The problem of using ESTs for genomic DNA annotation and prediction of exon–intron structure is not trivial. It has been studied by several groups, most notably GRAIL (Xu and Uberbacher 1997). One of the main difficulties is that a considerable number of ESTs map to intergenic or intronic regions, or could be products of aberrant or incomplete splicing. It is likely that these matches constitute at least one fifth of the existing EST databases (Wolfsberg and Landsman 1997). Thus, the most informative ESTs are those that correspond to several exons. However, in this case simple matching of ESTs to genomic sequences by BLAST-like programs is not sufficient because BLAST does not map exactly the exon–intron boundaries (Altshul et al. 1990). Recently two programs were published that align EST sequences with genomic DNA (Mott 1997; Florea et al. 1998).

We have developed a program for prediction of the exon-intron structure of genomic DNA fragments using EST data. The program Procrustes-EST is based on the modified spliced alignment algorithm (Gelfand et al. 1996). When applied to known human genes and TIGR EST assemblies (Adams et al. 1995), the program found a large number of alternatively spliced genes (∼35%). Most of the alternative splicing events occurred in 5′-untranslated regions. In many cases the use of the program allowed for linking and merging multiple existing assemblies into single contigs.

RESULTS

Superstructures and EST Contigs

After aligning EST contigs to genomic DNA, the latter was used as an anchor for additional clustering and assembly of ESTs. The partial gene structures generated by spliced alignment were merged whenever they shared consecutive splicing sites spanning an intron. The superstructures so formed correspond to all possible gene structures for which each complete exon is supported by at least one of the alignments (Methods). On the EST level this leads to formation of superassemblies. Each superassembly is a merge of initial EST contigs matching a predicted superstructure. Note that linking of EST contigs to the genomic sequence and the requirement that all splicing sites in merged EST contigs coincide, precludes formation of spurious superassemblies.

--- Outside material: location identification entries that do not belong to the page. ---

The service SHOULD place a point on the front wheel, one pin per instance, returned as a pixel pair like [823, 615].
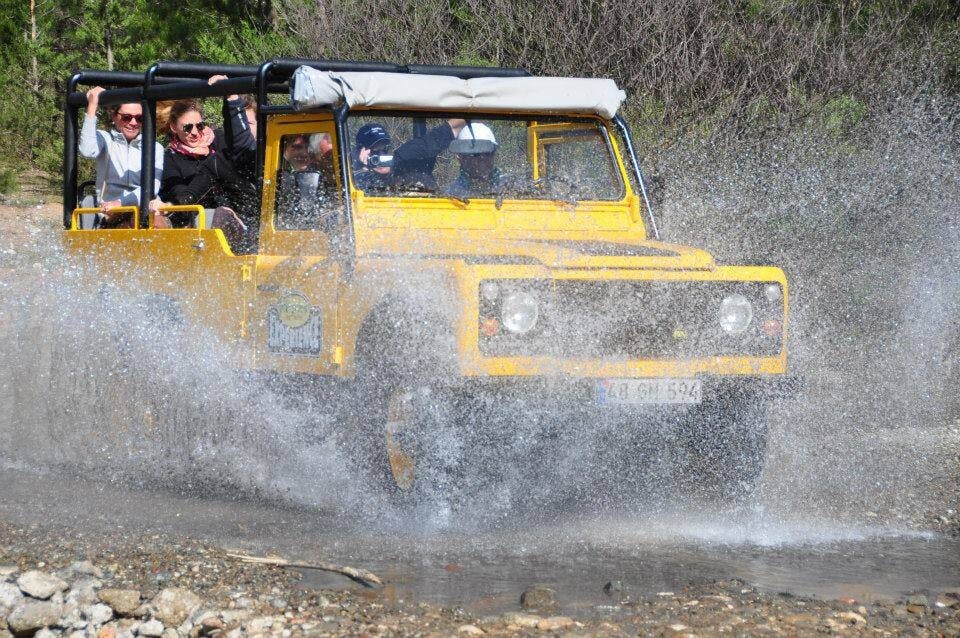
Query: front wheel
[405, 439]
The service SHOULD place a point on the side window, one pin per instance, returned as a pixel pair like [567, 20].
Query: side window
[581, 158]
[308, 188]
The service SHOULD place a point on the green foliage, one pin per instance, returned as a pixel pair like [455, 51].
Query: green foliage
[128, 35]
[8, 182]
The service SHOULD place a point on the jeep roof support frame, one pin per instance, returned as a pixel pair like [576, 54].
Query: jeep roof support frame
[625, 130]
[349, 255]
[176, 80]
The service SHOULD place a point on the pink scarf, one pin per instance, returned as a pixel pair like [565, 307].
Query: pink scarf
[195, 151]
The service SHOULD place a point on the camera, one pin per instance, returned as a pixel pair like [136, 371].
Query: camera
[380, 161]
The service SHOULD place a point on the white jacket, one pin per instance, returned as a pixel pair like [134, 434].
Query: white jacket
[118, 163]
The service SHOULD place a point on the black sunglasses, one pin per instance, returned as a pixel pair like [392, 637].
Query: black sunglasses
[187, 128]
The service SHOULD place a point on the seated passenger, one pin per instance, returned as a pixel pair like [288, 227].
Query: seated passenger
[239, 136]
[476, 150]
[118, 155]
[197, 173]
[306, 196]
[410, 167]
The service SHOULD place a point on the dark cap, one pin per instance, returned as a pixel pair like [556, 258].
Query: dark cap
[370, 135]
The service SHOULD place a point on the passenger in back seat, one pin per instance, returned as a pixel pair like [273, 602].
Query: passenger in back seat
[118, 156]
[198, 172]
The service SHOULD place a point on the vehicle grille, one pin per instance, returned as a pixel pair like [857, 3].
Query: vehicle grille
[635, 320]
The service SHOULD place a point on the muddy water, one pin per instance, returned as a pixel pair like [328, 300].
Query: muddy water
[859, 463]
[485, 570]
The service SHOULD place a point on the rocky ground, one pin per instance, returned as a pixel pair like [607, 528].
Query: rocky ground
[157, 586]
[53, 583]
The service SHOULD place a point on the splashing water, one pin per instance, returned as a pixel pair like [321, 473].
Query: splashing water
[866, 229]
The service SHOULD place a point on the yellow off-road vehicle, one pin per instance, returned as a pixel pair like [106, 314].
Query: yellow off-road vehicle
[459, 237]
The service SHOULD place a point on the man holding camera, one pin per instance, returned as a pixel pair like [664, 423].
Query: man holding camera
[409, 167]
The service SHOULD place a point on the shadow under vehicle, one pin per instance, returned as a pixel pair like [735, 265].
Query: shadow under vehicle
[551, 287]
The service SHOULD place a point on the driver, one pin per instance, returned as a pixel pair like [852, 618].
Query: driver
[476, 150]
[305, 185]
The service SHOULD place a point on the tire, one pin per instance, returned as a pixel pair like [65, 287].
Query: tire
[724, 445]
[403, 426]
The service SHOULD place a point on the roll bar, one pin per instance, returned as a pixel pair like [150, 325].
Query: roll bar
[177, 80]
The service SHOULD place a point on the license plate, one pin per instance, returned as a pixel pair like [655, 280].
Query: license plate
[648, 391]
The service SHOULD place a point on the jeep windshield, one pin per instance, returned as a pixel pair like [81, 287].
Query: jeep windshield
[464, 158]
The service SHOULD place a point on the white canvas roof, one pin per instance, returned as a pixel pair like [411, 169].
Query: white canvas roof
[314, 88]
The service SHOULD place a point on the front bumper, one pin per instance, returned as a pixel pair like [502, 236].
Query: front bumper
[583, 392]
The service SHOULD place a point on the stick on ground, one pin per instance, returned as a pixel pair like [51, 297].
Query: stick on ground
[362, 576]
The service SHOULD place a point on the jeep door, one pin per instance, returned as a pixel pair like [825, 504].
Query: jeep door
[297, 274]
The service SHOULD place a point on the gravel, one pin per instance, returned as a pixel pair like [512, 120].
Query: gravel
[226, 598]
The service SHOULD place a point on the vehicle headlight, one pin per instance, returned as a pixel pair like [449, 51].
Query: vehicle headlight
[772, 292]
[736, 313]
[519, 312]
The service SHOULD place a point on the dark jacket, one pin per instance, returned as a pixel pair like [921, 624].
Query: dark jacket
[213, 180]
[413, 164]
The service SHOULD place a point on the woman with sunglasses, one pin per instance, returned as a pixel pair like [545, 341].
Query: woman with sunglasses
[117, 153]
[197, 171]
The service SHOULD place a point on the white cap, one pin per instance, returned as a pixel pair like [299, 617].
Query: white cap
[474, 138]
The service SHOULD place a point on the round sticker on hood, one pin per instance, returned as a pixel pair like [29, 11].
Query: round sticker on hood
[293, 310]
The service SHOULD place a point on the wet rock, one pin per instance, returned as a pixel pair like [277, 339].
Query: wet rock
[123, 601]
[151, 629]
[538, 597]
[917, 604]
[98, 614]
[521, 620]
[83, 593]
[40, 585]
[261, 623]
[81, 568]
[34, 615]
[851, 618]
[211, 624]
[554, 623]
[173, 605]
[235, 616]
[947, 598]
[10, 597]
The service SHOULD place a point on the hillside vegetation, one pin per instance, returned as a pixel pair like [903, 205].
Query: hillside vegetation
[688, 65]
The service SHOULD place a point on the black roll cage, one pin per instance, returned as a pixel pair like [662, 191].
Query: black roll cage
[176, 80]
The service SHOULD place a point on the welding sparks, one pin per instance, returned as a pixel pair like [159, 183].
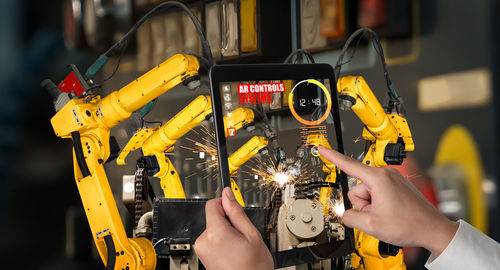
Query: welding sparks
[205, 148]
[338, 208]
[281, 178]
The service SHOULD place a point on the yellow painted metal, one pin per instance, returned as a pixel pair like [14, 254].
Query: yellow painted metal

Table 1 presents the distribution of the number of EST contigs that are merged to form one superassembly. In ∼50% of cases, no further merging could be done. Because the procedure for creating superstructures is local (Methods), 10% of all superstructures are chimeric in the sense that the full superstructure is not supported by any one of the original EST contigs and thus possibly includes exons from different splicing variants. The remaining 40% of superassemblies are formed by more than one contig, showing that matching ESTs to the genome allows a significant amount of additional assembly.

Table 1.

The Number of EST Contigs Corresponding to One Superstructure

No. of contigs chimeric 1 2 3 4 5 6 7 8










Percent of superstructures 10.6 48.3 19.3 10.8 6.6 1.8 1.4 0.8 0.4










No. of superstructures 84 382 152 86 52 14 11 6 3

Table 2 describes the number of superassemblies of which each EST contig is a part (equivalently, the number of superstructures to which each EST contig maps). More than half of contigs (55%) are a part of only one superassembly, and slightly more than one fourth of contigs (27%) are orphans (having no common complete exons or introns with any of the genes in the starting set). Approximately 3% of contigs are part of complex alternative splicing events (being a part of four or more variant superassemblies).

Table 2.

The Number of Superassemblies of Which One EST Contig Is a Part

No. of superassemblies orphans 1 2 3 4 5 6 ≧7









Percent of contigs 27.1 55.5 12.2 2.0 1.6 0.2 0.7 0.7









No. of contigs 338 694 152 3 2 3 8 8

Alternative Splicing

Table 3 presents the number of alternative exon–intron structures predicted per gene. More than one-third of genes have at least two variants of exon–intron structures. The alternative structures were classified initially from the point of view of mature mRNAs. Thus we distinguish alternatives at the 5′ end (5′ forks), alternatives at the 3′ end (3′ forks) and internal alternatives (loops including bulges). 5′ forks occurred in 73 genes (54% of alternatively spliced genes), loops in 41 genes (30%), and 3′ forks in 64 genes (47%) (the total exceeds 100% because these cases are not mutually exclusive). Gautheret et al. (1998) found that in 1000 EST clusters, 189 showed clear evidence of alternative polyadenlyation. These results are not directly comparable to ours, as we did not attempt to determine the location of polyadenylation sites.

Table 3.

Distribution of the Number of Alternative Superstructures per Gene

No. of superstructures 1 2 3 4 5 6 7 8 ≧9










Percent of genes 65.6 18.6 4.6 5.4 1.3 1.5 0.5 1.0 1.5










No. of genes 259 71 18 21 5 6 2 4 6

Column 1 corresponds to genes without alternative splicing. 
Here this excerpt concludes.